Putting the ARM ABI and EABI Together
The ABI and EABI play complementary roles in enabling ARM ecosystem compatibility:
- The ABI standardizes low-level conventions for routine code execution, like functions calls or global data access.
- The EABI builds on this by addressing OS considerations like dynamic linking, privilege levels, and stack usage.
By separating these concerns, the ABI focuses on general code execution, while the EABI adds provisions needed specifically for OS support. Vendors can conform to the ABI for basic interoperability, then extend compliance to the EABI for more complex OS-based development.
Examples of ABI and EABI Interactions
Here are some examples of how the ABI and EABI work together in an embedded software stack:
- The ABI specifies how functions use registers to pass arguments, allowing functions from any compliant compiler to integrate cleanly.
- The EABI defines how to make C library calls across privilege boundaries, enabling user applications to leverage OS services.
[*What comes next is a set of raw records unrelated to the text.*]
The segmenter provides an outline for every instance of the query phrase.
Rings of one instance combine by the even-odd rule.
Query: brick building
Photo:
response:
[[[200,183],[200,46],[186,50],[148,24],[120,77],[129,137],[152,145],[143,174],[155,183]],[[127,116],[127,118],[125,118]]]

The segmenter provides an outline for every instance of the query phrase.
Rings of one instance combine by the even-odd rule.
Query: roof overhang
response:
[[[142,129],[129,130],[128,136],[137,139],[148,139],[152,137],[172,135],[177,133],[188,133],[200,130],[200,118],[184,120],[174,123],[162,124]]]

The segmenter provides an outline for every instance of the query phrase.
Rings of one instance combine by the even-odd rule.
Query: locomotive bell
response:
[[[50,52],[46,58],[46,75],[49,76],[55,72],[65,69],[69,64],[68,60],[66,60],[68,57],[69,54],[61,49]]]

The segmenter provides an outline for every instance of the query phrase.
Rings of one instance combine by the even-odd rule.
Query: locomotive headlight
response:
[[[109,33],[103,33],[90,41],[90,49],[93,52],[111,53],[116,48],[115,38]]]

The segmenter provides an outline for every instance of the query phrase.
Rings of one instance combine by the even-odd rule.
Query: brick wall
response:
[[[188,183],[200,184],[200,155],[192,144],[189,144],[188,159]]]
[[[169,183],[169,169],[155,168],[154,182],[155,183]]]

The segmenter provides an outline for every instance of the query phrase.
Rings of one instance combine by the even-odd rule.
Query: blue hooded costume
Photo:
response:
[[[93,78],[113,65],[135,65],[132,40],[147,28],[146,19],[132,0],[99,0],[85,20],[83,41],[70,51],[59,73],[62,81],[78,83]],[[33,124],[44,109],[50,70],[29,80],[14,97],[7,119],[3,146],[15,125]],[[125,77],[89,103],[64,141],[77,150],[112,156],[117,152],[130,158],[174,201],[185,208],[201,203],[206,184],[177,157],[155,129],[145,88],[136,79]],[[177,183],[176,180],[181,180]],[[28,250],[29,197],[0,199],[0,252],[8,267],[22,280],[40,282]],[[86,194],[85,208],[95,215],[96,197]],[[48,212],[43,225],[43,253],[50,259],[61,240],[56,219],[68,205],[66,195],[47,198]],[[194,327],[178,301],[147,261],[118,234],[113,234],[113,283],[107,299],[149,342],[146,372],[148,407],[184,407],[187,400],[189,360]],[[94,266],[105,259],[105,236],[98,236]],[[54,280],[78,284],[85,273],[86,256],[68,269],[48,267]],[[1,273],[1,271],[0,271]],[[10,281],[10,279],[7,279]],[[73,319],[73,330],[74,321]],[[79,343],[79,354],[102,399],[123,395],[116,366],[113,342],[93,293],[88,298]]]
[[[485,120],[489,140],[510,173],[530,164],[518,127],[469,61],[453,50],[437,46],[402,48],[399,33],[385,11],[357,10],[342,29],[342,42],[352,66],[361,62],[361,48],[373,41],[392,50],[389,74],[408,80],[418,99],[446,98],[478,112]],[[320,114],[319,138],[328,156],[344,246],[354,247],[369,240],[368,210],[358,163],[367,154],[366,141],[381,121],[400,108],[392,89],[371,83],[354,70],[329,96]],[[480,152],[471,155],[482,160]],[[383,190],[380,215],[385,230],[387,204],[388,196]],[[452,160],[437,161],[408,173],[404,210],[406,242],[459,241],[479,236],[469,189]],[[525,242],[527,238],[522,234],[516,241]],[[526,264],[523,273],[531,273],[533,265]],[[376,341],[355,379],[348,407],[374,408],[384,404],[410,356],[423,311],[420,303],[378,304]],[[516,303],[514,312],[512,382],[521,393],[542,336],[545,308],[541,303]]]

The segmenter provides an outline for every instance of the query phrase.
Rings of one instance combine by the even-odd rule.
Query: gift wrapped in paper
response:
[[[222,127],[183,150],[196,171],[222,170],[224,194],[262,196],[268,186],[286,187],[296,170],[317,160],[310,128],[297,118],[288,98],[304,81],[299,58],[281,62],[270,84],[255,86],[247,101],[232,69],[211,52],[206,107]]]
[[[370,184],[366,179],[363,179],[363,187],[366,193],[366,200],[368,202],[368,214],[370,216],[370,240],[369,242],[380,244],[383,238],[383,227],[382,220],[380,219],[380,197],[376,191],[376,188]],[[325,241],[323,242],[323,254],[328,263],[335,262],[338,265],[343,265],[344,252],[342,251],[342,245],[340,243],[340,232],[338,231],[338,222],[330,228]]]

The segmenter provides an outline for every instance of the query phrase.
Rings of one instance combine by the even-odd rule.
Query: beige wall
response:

- The ABI standardizes a stack frame structure for each function call. The EABI further defines the stack format at exception levels to support preemptive OS task switching.
- The ABI provides conventions for passing parameters in registers. The EABI adds rules for managing register spills to the stack during function calls.
In each case, the EABI builds on ABI conventions to extend support for OS capabilities.
Looking Forward for the ARM Ecosystem
ARM and its partners continue evolving the ABI and EABI to meet new requirements. For example, ARM recently introduced the ARM 64-bit Architecture (AArch64) ABI to support 64-bit ARMv8-A cores. Additional enhancements like better C++ support are underway. The needs of emerging ARM-based applications and markets will spur further ABI and EABI developments.
Together, the ARM ABI and EABI enable the ecosystem synergy that makes ARM the ubiquitous architecture powering today’s intelligent embedded world. Their careful standardization allows software innovations to thrive on a robust base of compatibility.